The number one tourist site in the world is in Beijing

Of Beijing's UNESCO sites, the Forbidden City is easily the most popular, with Statista showing over 19 million visitors in 2019. The Forbidden City is appealing not least because of its daunting name. As related by Britannica, this palace complex was commissioned in 1406 by the Ming dynasty and earned its name since most Ming subjects were not allowed to enter it. The 178-acre Forbidden City was built keeping a strict adherence to the elements of feng shui and Chinese architecture. It served as the center of Chinese government until the end of the Qing Dynasty. Today, the Forbidden City is now a museum which houses, according to UNESCO, significant state treasures from the Imperial period. These factors make it, as claimed by China Daily, the most visited tourist museum in the world.

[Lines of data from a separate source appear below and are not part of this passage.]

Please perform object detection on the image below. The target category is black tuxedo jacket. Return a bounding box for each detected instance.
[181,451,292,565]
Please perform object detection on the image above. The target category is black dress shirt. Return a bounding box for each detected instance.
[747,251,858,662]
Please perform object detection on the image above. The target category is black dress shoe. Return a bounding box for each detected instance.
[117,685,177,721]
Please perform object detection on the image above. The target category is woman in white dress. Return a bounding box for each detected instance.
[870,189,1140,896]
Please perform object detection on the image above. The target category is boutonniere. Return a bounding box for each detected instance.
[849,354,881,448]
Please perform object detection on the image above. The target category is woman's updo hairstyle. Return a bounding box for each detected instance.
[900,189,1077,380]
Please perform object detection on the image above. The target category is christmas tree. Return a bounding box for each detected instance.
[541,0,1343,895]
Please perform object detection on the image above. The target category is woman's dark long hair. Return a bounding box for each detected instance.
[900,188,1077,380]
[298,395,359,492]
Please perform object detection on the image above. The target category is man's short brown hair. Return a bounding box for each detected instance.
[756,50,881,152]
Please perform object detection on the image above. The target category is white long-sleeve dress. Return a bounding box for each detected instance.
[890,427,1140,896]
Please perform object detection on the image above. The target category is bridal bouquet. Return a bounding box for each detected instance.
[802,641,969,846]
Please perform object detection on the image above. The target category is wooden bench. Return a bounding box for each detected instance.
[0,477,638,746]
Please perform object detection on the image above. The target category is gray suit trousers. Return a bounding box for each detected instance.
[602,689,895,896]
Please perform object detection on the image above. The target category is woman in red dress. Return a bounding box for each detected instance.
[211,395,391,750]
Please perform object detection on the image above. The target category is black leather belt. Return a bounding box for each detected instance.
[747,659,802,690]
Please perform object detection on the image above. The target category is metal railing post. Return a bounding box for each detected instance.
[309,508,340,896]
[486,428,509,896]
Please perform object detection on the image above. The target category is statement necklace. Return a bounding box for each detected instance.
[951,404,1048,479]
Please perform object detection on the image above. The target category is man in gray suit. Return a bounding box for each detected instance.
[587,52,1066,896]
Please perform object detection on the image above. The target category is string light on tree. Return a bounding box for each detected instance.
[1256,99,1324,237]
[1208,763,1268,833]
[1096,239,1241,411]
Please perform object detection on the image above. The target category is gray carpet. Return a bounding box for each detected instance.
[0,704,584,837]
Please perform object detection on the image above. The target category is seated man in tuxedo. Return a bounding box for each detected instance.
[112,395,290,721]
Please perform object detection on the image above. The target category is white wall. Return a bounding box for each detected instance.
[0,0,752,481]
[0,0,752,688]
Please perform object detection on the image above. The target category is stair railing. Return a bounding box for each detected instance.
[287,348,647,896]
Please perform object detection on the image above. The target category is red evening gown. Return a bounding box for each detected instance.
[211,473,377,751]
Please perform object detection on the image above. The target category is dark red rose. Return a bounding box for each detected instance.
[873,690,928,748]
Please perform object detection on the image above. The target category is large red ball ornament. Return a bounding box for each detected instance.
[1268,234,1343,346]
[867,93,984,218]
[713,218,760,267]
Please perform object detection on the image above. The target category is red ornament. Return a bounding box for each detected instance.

So popular is the Forbidden City that Reuters reported that the Chinese government, in fear that damage would occur, had taken measures to limit access to the Forbidden City as early as 2014. Asia Times states that visitors were capped at 80,000 visitors per days during the peak season.

Beijing has minorities

While Beijing is indeed the cultural heart of China, it is also like other world metropolises in that it's diverse, albeit less than others. Britannica points out that Beijing's population has an overwhelming majority of ethnic Han Chinese (over 95% of residents, per World Population Review), but there are also numerous minorities in the city. These other groups are Chinese Muslims (Hui), Manchus, and Mongols. Beijing is hardly a polyglot, though, since the standard language spoken in the city is a local dialect of Mandarin. 

The city also has an interesting demographic spread. According to Statista, there are relatively few old and few children in the city with most of the population comprised of working age people. Aside from these groups, there is also a large number of foreigners who live in the city for work as diplomats, businesspeople, journalists, students, and teachers. South Koreans in particular have thronged to Beijing with an estimated 200,000 migrating to the city. Most of these foreigners live apart from the general population in the city. They tend to live in the city's new highrises and are catered to by the city government.